The company wants U.S. Bankruptcy Judge Arthur Gonzalez to approve billions of dollars in payments to suppliers, dealers, employees and even their utilities. But the creditors' group contends their claims should supersede those of unsecured creditors such as suppliers and the UAW.
The filing suggests an argument some legal experts have been making that the strategy chosen by the government and Chrysler to sell most of the company in bankruptcy carries some risk. Under bankruptcy law, the type of sale being used by Chrysler — Section 363 — can't short-circuit the traditional Chapter 11 process.
The clock begins to run on Chrysler's future
7:28 a.m. | NEW YORK — Chrysler’s attorneys will launch the key argument in the company’s historic bankruptcy case this morning, contending that a sale of the company to a new partnership with Fiat S.p.A. in a matter of days is the only path for survival.
In motions filed Sunday, the automaker laid out its plans for completing the complex deal in 60 days or less, warning that several key parts of the transaction would fall apart — including the U.S. and Canadian government’s backing to keep Chrysler alive during bankruptcy — if there’s any delay.
Under the deal, Fiat will get 20% of Chrysler, along with the right to boost its stake to 51% once it pays back all government loans. The UAW retiree health-care trust fund will own 55%, and the U.S. and Canadian governments will hold the remainder.
Chrysler will use a $4.5-billion loan from the two governments to survive the bankruptcy case. With all of its plants shuttered as of today and no incoming revenue, the company still has to pay key suppliers and dealer sales incentives.
“Even with the help of the U.S. and Canadian governments, the Debtors (Chrysler) can sustain that support for only a short period of time,” Chrysler’s attorneys said in the filing. “When that period expires, so does Chrysler.”
Once it emerges, Chrysler will get an additional $6 billion in loans from the two governments.
Chrysler will ask U.S. Bankruptcy Judge Arthur Gonzalez today to approve a motion setting out the method for selling most of the company’s assets to a Chrysler-Fiat venture. Known as a Section 363 sale, the deal will see most of Chrysler’s assets — excluding eight U.S. plants and some liabilities — transferred to the new company in return for $2 billion to pay some of the old company’s liabilities.
With the U.S. and Canadian governments acting as the only source of cash for the deal, Chrysler argues that the judge could begin hearing arguments to confirm the sale by May 21.

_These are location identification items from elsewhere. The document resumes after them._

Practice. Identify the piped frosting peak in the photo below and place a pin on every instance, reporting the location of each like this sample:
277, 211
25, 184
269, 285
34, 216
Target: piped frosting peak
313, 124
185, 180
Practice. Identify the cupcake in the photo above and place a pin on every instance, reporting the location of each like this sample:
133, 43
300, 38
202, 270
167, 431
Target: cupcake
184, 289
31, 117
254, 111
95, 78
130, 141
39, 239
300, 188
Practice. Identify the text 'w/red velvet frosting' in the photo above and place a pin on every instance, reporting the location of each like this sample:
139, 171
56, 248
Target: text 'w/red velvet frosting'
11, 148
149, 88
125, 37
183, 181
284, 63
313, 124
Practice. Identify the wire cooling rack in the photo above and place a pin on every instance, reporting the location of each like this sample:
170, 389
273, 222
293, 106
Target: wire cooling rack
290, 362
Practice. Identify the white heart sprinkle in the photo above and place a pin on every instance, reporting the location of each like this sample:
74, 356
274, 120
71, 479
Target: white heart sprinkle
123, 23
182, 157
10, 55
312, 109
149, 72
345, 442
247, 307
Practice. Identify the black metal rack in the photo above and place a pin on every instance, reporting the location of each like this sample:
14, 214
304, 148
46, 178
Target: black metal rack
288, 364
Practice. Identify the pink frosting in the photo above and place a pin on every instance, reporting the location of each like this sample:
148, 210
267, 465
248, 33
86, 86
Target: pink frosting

In addition to the short window of government backing, other parts of the deal require quick action by the bankruptcy court. The sale agreement between Fiat and Chrysler can be canceled if the deal isn’t closed by June 15, a deadline that can be extended a month for regulatory hurdles. GMAC, which will take over lending to back Chrysler’s customers and dealers as part of the case, can withdraw from its pledge by May 16 if the process for completing the sale hasn’t moved forward.